Author : Julian Miles, Staff Writer

“Yngtranzian Harvester incoming! Genghis Class – it’s huge!” Janice sounds terrified, but she’s new. She’ll get over it.

Many pre-spacers compared the depths of space to the seas of Earth. Truly prophetic words. A wise man once said: “The ocean is the only café where the food fights back.” Fortunately, in an environment renowned for big-eats-little dynamics, humans were a decent size. Unfortunately, in space we’re only just medium sized and nothing out here thinks we’re cute and worth protecting.

The ‘blip’ on the screen is about the size of the Isle of Wight. It’s filled with six-metre tall tripeds with wide mouths full of sharp teeth. They have a cookery book dedicated to making a whole range of delicious meals, for any time of day or night, out of human. Including several recipes where we go into the hot and/or sharp part of the process conscious. Apparently you can judge the succulence of human flesh by certain tones in the screams emitted by the owner.

“Alright, it’s big, but it’s not bigger than a Dobberil Grinder. Set up a pair of point-three light triple-stage boosters; add countermeasures packages Alpha Cream Nine and Pete Echo Four. Slap a teraton warhead on the second one. Fire control to me.”

The Dobberil are like whales in size, and that they like their food small. Minced, to be precise. They drive whole herds of people out of cover into open ground using sonics, then a Grinder class vessel swoops in, mulches them up – along with a decimetre of whatever they were cowering on – and serves the whole mess fresh with a splash of peroxide.

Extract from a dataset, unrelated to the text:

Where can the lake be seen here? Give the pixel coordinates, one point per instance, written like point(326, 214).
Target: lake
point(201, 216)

The Harvester comes straight in, ignoring the defensive batteries on the Moon and on Moon Two, the defence station that orbits opposite the Moon. But we’re on patrol today, back at last from persuading the Slavyesh that humans are not for drinking. We had to knock the society back to their stone age to do it, but they will think twice before squeezing one of our colonies for their morning juice again.

The fire control comes online and I wait. Yngtranzians are fussy. They’ll want to line up before entering atmosphere, and that’s when I can clip them.

Two, one… “Fire one!”

The missile leaves me, accelerates like nothing on Earth, leaves a rainbow contrail in high atmosphere and slams into the Harvester at a several hundred Mach. The Harvester pitches and yaws out of orbit, station-keeping drives and stabiliser fields spitting. By my head, trajectory calculations are coming in faster than they are correcting their yawing vessel.

Tick, tock, tick, tock, tick, tock. They have passed the orbit of both Moons. Time.

“Fire two!”

The night goes bright just as the concussion of launch fades. The first missile was slowed by atmosphere, its control systems keeping it from going to relativistic speeds. The second had no such limitations. No-one on this ship saw it go and nothing on the Yngtranzian saw it coming. For a few seconds, we have a third, supernally bright moon. I’m glad sound doesn’t travel in space. That would have been loud.

“Northern Hemi Control, this is Orca One. Please alert Russia for debriteors and add an Yngtranzian Genghis to our kill tally.”

“We hear that, Orca One. Orca Two has risen from Mars Base and will relieve you in twenty-seven hours.”

That’s the good news. A kill means we get a couple of days shore leave.

Slowly but surely, the predators of this ocean called space are learning that the tiddlers from Sol Three are vicious and have really big teeth.